Since 1975, the Commonwealth of Pennsylvania has been directly involved in providing medical malpractice insurance to health care providers. The General Assembly addressed the medical malpractice crisis by establishing a mandatory medical malpractice insurance system. A health care provider’s refusal to purchase malpractice insurance coverage in 1975 was, and continues to be, sanctioned by the provider’s loss of his professional license.

In 2002, the General Assembly enacted the Medical Care Availability and Reduction of Error (MCARE) Act. The MCARE Act addressed a newly perceived crisis, i.e., the cost of medical malpractice insurance. There was concern that the cost of medical malpractice insurance in Pennsylvania had increased to the point that physicians educated and trained in Pennsylvania were leaving to set up practice in other states where the costs of this insurance were lower.
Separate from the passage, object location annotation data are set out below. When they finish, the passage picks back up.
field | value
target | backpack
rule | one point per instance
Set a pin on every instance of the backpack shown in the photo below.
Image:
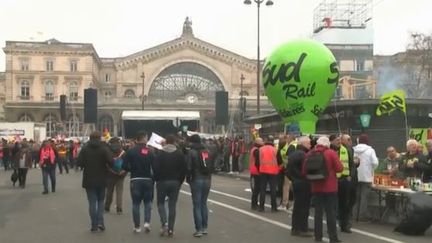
(316, 167)
(203, 157)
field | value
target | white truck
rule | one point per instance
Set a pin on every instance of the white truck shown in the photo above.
(20, 130)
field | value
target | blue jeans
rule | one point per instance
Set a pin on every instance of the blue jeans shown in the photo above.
(200, 190)
(141, 190)
(49, 172)
(325, 202)
(171, 190)
(95, 197)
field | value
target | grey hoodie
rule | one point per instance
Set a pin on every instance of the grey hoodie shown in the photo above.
(368, 162)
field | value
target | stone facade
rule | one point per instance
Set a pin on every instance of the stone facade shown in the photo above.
(37, 73)
(2, 95)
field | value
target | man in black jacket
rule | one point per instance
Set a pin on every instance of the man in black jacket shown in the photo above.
(139, 162)
(169, 173)
(301, 188)
(95, 158)
(427, 175)
(199, 178)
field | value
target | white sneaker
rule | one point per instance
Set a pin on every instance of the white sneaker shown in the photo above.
(137, 229)
(146, 227)
(282, 208)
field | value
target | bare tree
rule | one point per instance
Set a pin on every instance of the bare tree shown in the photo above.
(417, 66)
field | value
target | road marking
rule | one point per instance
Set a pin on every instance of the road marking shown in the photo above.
(250, 214)
(362, 232)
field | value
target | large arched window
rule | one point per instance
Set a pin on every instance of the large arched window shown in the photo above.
(50, 121)
(49, 90)
(106, 122)
(25, 90)
(25, 118)
(73, 91)
(129, 93)
(73, 126)
(183, 80)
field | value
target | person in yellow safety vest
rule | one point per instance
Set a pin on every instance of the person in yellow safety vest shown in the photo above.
(62, 157)
(344, 183)
(286, 142)
(269, 170)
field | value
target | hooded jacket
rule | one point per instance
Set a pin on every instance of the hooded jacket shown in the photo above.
(368, 162)
(170, 164)
(95, 158)
(295, 163)
(139, 162)
(329, 184)
(193, 163)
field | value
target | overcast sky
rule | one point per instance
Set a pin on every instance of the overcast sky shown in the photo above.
(122, 27)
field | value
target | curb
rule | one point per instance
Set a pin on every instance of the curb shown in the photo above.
(240, 176)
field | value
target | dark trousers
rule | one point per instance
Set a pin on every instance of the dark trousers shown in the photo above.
(22, 176)
(6, 163)
(62, 162)
(256, 188)
(200, 190)
(327, 202)
(235, 165)
(264, 180)
(141, 191)
(95, 197)
(35, 159)
(49, 172)
(302, 200)
(114, 182)
(344, 203)
(171, 190)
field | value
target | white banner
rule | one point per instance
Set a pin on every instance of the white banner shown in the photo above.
(155, 141)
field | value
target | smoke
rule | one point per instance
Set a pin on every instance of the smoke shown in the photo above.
(389, 77)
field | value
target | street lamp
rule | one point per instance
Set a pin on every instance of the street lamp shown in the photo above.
(142, 95)
(258, 2)
(242, 101)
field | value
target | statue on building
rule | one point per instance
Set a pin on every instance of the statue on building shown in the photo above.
(187, 27)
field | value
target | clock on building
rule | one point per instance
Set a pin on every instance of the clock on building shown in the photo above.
(191, 98)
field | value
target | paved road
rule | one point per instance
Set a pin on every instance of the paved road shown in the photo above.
(28, 216)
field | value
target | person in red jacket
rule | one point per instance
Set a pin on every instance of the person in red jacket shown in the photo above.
(254, 172)
(48, 166)
(325, 191)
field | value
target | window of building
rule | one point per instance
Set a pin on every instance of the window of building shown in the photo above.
(25, 90)
(25, 118)
(108, 94)
(24, 65)
(49, 65)
(73, 91)
(74, 66)
(49, 90)
(51, 122)
(73, 126)
(129, 93)
(360, 65)
(346, 65)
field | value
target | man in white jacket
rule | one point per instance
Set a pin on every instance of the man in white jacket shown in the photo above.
(365, 155)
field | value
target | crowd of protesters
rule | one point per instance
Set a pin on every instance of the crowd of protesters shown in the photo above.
(105, 166)
(341, 192)
(341, 187)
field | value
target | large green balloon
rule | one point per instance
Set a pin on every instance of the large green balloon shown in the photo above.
(300, 77)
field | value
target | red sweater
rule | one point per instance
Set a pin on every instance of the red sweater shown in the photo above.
(330, 184)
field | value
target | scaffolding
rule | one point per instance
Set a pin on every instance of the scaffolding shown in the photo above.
(355, 88)
(342, 14)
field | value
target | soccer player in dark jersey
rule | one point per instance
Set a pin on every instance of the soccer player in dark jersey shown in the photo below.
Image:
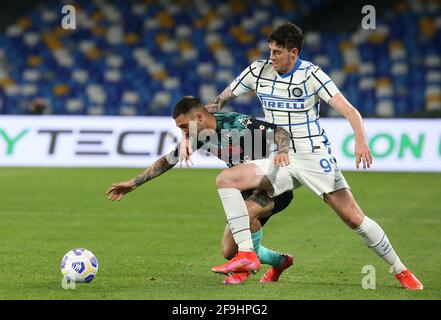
(234, 138)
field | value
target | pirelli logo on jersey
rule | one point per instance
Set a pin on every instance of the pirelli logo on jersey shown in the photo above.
(274, 103)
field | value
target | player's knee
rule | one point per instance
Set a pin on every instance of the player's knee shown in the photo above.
(225, 180)
(352, 216)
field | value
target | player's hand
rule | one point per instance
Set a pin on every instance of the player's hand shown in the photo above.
(281, 159)
(212, 107)
(118, 190)
(362, 154)
(185, 151)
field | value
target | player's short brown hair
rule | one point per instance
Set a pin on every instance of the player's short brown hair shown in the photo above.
(287, 35)
(186, 104)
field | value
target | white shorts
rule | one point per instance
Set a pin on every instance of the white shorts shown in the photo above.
(317, 171)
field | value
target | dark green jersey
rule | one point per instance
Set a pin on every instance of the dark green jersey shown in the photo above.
(238, 138)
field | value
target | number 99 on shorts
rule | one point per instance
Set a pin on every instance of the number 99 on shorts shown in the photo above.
(328, 164)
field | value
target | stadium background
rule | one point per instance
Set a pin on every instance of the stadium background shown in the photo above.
(129, 62)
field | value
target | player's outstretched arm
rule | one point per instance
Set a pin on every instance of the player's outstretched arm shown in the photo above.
(362, 150)
(217, 103)
(118, 190)
(282, 139)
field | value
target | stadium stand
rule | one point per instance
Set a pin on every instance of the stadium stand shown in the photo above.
(139, 58)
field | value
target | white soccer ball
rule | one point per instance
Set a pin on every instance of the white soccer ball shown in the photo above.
(79, 265)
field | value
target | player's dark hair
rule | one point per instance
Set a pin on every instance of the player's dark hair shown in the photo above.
(287, 35)
(185, 105)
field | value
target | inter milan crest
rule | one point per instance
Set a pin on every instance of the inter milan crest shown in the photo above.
(297, 92)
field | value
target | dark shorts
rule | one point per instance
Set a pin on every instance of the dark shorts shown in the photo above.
(280, 203)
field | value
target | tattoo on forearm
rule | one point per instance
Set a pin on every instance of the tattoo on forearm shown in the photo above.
(222, 99)
(282, 139)
(156, 169)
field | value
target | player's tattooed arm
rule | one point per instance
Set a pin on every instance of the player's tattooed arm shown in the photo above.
(118, 190)
(156, 169)
(282, 140)
(217, 103)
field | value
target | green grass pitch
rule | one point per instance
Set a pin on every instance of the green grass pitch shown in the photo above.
(160, 241)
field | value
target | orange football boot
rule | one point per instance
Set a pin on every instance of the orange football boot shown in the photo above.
(409, 281)
(273, 273)
(237, 278)
(243, 261)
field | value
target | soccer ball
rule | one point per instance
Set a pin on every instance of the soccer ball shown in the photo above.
(79, 265)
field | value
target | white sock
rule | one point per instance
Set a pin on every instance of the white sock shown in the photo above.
(237, 217)
(376, 239)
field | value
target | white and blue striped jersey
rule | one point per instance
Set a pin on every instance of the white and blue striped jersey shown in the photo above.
(292, 100)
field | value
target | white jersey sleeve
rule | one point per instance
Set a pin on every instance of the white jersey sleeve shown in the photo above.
(246, 81)
(323, 85)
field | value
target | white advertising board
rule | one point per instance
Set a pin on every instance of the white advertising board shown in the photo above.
(76, 141)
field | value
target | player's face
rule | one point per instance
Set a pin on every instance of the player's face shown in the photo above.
(283, 59)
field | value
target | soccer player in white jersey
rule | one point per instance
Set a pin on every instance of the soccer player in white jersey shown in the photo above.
(290, 90)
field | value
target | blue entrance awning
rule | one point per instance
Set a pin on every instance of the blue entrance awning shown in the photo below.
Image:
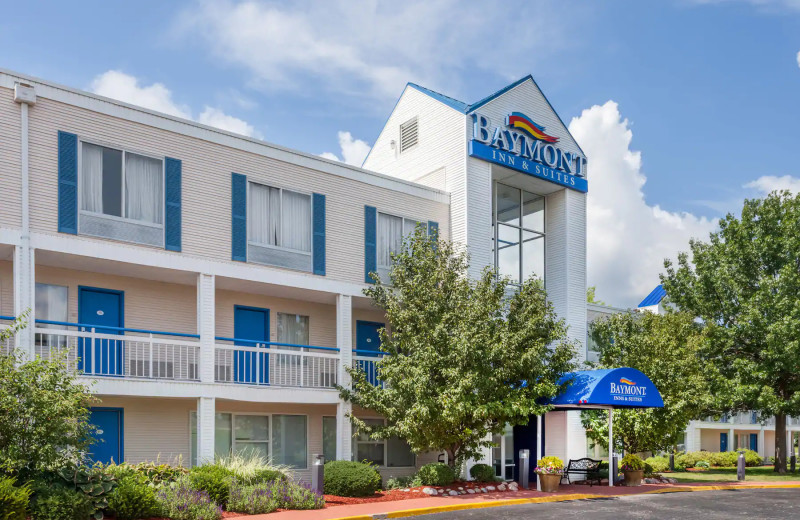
(616, 387)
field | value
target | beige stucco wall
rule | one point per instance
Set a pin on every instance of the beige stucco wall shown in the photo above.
(207, 169)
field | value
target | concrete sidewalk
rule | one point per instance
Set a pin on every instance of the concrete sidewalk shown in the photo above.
(439, 504)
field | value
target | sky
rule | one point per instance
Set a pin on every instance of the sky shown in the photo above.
(683, 107)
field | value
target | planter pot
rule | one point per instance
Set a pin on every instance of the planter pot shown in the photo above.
(550, 482)
(633, 478)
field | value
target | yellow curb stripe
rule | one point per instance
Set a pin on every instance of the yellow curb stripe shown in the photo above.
(556, 498)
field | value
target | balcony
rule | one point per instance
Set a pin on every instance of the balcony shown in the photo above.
(171, 356)
(275, 364)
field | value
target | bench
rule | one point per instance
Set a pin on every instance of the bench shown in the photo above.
(587, 468)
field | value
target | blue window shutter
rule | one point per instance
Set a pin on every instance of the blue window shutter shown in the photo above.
(319, 234)
(370, 242)
(67, 183)
(433, 228)
(239, 214)
(173, 168)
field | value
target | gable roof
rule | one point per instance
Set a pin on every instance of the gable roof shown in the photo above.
(654, 298)
(465, 108)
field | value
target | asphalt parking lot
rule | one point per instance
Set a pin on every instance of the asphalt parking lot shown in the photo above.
(751, 503)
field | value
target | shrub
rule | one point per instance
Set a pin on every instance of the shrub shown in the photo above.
(482, 473)
(214, 480)
(133, 499)
(631, 462)
(61, 503)
(13, 500)
(752, 458)
(657, 464)
(400, 482)
(549, 466)
(178, 501)
(351, 479)
(254, 499)
(436, 474)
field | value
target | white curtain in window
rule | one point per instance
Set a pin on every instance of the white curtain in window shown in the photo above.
(264, 214)
(390, 237)
(292, 328)
(144, 198)
(92, 178)
(296, 223)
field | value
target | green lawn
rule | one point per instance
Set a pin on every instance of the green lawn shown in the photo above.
(762, 473)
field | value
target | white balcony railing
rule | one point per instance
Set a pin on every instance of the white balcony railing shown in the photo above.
(275, 364)
(131, 354)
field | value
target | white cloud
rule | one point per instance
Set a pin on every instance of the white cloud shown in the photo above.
(215, 117)
(124, 87)
(627, 239)
(373, 47)
(354, 151)
(769, 183)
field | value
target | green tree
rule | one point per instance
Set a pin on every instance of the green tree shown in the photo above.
(591, 296)
(744, 285)
(43, 413)
(666, 349)
(465, 356)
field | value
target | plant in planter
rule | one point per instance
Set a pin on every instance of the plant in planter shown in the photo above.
(550, 471)
(633, 468)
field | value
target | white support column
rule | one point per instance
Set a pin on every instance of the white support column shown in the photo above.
(25, 295)
(611, 476)
(24, 278)
(206, 324)
(206, 411)
(539, 450)
(344, 342)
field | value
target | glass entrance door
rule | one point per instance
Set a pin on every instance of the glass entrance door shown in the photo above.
(503, 454)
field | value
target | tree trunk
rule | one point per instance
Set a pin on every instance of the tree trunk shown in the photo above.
(780, 443)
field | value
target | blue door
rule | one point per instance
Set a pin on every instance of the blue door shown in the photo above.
(103, 310)
(108, 445)
(250, 329)
(368, 343)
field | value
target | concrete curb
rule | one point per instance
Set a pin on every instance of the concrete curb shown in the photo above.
(562, 498)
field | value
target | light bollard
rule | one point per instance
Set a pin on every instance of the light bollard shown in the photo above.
(740, 466)
(318, 474)
(524, 468)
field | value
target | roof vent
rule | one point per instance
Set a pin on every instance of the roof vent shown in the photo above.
(409, 135)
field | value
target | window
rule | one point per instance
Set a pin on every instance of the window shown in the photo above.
(249, 434)
(279, 218)
(116, 183)
(391, 232)
(329, 438)
(289, 442)
(393, 452)
(592, 349)
(51, 305)
(293, 329)
(518, 237)
(409, 134)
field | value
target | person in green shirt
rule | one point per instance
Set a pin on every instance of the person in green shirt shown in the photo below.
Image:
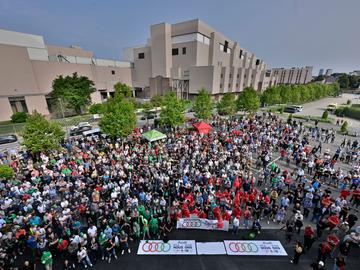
(145, 227)
(154, 227)
(46, 260)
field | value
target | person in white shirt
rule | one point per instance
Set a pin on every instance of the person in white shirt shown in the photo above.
(236, 223)
(83, 257)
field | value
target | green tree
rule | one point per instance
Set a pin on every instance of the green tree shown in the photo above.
(203, 105)
(123, 90)
(6, 172)
(157, 100)
(248, 100)
(325, 115)
(227, 104)
(96, 108)
(172, 110)
(119, 118)
(41, 134)
(75, 90)
(344, 81)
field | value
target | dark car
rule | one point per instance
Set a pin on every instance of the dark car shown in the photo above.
(79, 130)
(290, 110)
(151, 116)
(7, 139)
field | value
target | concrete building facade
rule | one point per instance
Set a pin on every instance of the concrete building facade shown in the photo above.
(292, 75)
(190, 55)
(28, 67)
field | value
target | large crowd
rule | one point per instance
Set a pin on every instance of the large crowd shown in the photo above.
(86, 202)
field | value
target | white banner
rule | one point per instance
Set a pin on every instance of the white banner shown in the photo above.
(201, 224)
(210, 248)
(172, 247)
(254, 248)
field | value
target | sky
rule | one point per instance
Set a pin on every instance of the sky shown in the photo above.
(285, 33)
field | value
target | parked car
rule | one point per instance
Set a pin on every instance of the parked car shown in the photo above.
(290, 110)
(332, 107)
(298, 108)
(7, 138)
(79, 130)
(150, 116)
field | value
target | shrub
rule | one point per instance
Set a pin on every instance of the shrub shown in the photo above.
(6, 171)
(19, 117)
(344, 127)
(290, 118)
(96, 108)
(325, 115)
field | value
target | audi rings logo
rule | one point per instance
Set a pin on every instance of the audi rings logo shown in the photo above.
(238, 247)
(191, 223)
(156, 247)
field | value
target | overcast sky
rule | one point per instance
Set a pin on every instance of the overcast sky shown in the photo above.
(285, 33)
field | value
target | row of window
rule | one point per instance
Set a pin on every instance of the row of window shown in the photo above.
(175, 51)
(238, 76)
(237, 85)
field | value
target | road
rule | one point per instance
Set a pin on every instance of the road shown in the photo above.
(215, 262)
(317, 108)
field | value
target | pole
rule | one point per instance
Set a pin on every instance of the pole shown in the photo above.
(63, 115)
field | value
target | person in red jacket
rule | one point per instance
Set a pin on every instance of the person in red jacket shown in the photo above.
(309, 235)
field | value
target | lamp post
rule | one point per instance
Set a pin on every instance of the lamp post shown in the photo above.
(63, 115)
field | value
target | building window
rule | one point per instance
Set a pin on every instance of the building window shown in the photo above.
(18, 104)
(175, 51)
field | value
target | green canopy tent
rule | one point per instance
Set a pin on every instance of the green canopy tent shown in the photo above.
(154, 135)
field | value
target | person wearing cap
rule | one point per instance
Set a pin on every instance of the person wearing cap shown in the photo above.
(318, 265)
(298, 251)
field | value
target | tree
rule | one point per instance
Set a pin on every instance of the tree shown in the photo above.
(19, 117)
(248, 100)
(41, 134)
(344, 81)
(75, 90)
(203, 105)
(119, 118)
(172, 110)
(6, 172)
(227, 104)
(123, 89)
(325, 115)
(147, 110)
(96, 108)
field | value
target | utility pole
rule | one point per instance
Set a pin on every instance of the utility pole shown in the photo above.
(63, 115)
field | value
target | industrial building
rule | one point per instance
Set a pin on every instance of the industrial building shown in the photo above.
(184, 56)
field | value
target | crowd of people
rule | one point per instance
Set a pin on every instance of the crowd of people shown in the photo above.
(86, 202)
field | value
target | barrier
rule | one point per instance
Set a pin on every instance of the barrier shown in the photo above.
(201, 224)
(173, 247)
(254, 248)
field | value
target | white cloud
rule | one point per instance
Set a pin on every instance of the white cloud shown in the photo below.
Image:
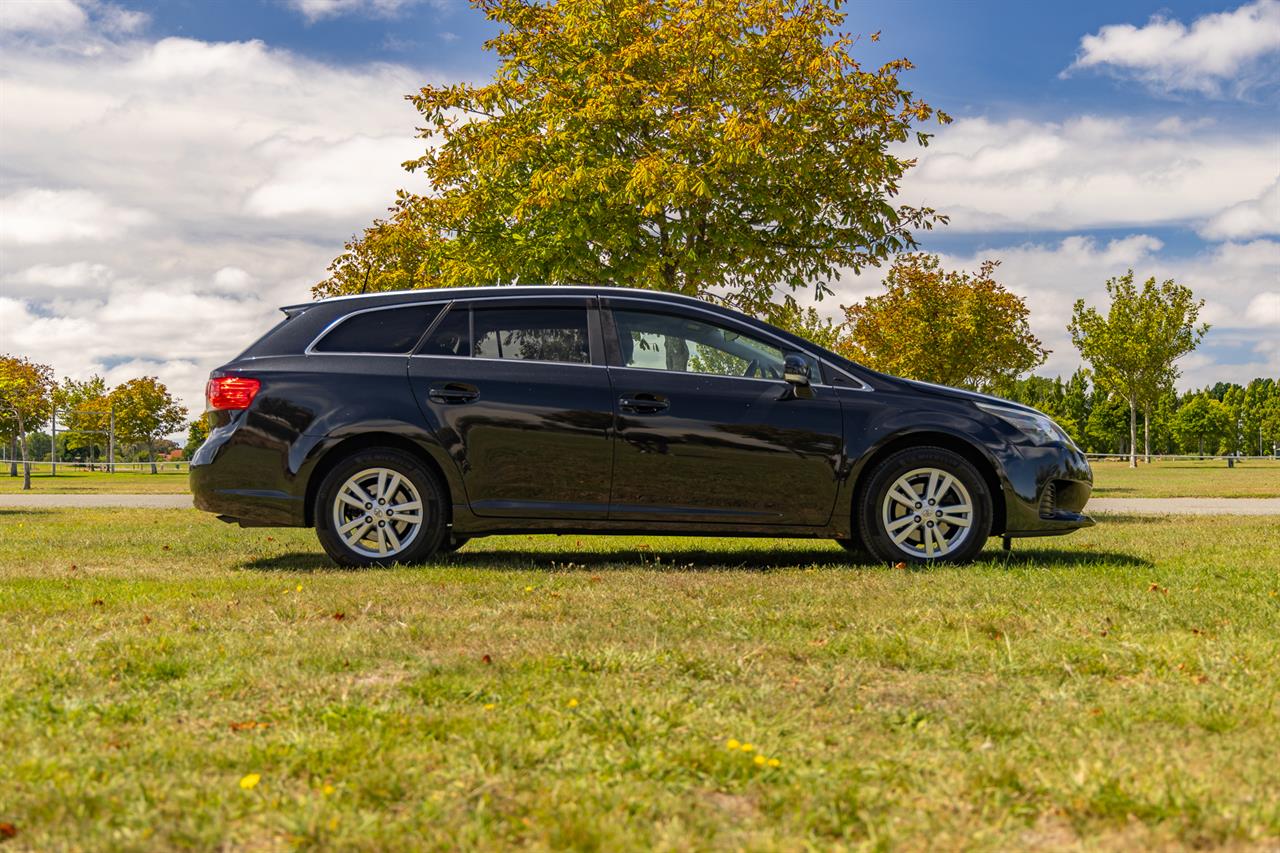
(333, 179)
(319, 9)
(1217, 53)
(161, 197)
(1264, 310)
(1234, 279)
(1088, 172)
(62, 17)
(40, 16)
(1252, 218)
(63, 215)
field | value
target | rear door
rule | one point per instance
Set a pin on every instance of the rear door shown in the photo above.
(517, 391)
(707, 429)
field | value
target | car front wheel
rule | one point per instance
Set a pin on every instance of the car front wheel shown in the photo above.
(380, 507)
(926, 505)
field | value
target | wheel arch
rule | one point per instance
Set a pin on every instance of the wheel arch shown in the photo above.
(973, 454)
(333, 456)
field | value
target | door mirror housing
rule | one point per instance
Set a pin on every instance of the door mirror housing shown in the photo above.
(796, 372)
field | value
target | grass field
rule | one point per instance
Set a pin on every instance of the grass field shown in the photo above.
(74, 482)
(1255, 478)
(174, 682)
(1191, 478)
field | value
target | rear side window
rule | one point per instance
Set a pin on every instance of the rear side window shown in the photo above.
(383, 332)
(533, 334)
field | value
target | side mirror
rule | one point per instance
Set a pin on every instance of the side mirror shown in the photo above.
(795, 370)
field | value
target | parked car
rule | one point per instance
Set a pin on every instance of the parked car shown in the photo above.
(402, 424)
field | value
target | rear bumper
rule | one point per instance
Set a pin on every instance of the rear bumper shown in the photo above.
(225, 464)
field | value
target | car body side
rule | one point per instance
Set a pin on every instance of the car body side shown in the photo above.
(315, 409)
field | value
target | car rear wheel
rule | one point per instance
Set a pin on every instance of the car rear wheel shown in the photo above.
(926, 505)
(380, 507)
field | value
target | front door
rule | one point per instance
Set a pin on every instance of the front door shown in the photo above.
(519, 395)
(707, 429)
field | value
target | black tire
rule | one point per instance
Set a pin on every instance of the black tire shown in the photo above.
(430, 532)
(924, 536)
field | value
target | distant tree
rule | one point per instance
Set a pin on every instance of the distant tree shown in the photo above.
(1077, 404)
(26, 400)
(83, 414)
(1106, 429)
(1201, 420)
(726, 149)
(145, 411)
(945, 327)
(1133, 349)
(1270, 423)
(196, 436)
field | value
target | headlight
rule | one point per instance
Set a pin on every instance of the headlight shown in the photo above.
(1034, 425)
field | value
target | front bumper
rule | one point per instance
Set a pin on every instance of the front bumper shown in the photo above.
(1046, 489)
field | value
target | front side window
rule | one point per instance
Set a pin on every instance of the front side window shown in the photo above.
(668, 342)
(531, 334)
(380, 332)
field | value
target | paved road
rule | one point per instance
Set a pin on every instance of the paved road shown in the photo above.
(94, 501)
(1101, 506)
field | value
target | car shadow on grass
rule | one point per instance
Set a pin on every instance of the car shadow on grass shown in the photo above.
(696, 560)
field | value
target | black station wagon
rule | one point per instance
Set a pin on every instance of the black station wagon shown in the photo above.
(403, 424)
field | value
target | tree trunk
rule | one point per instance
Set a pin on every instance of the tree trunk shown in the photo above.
(1146, 434)
(26, 463)
(1133, 433)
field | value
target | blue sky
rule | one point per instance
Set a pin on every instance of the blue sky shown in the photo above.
(170, 172)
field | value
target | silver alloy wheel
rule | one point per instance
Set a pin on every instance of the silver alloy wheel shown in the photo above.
(927, 512)
(378, 512)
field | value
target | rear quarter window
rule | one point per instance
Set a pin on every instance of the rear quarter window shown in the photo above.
(392, 331)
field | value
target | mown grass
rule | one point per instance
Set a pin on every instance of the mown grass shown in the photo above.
(1187, 478)
(1116, 689)
(77, 482)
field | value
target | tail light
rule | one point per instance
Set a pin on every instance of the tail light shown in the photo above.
(229, 393)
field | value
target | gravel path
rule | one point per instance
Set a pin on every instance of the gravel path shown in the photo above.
(1101, 506)
(1183, 506)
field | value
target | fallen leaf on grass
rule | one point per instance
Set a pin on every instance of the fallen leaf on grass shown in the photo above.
(248, 725)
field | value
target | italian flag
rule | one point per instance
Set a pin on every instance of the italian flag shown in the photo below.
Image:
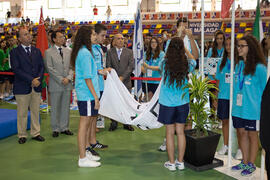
(258, 28)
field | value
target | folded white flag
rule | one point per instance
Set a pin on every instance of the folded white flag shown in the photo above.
(118, 104)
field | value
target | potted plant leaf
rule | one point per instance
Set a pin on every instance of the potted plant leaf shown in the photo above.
(201, 143)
Relevant to this case, the MCARE Act established the MCARE Fund. The MCARE Fund was set up to provide insurance coverage in excess of the mandatory levels of primary medical malpractice coverage. The MCARE Fund is scheduled for termination. To that end, the MCARE Act has established a schedule for continued increases in the amount of primary coverage that must be purchased by health care providers and continued decreases in the amount of excess coverage that will be available from the MCARE Fund.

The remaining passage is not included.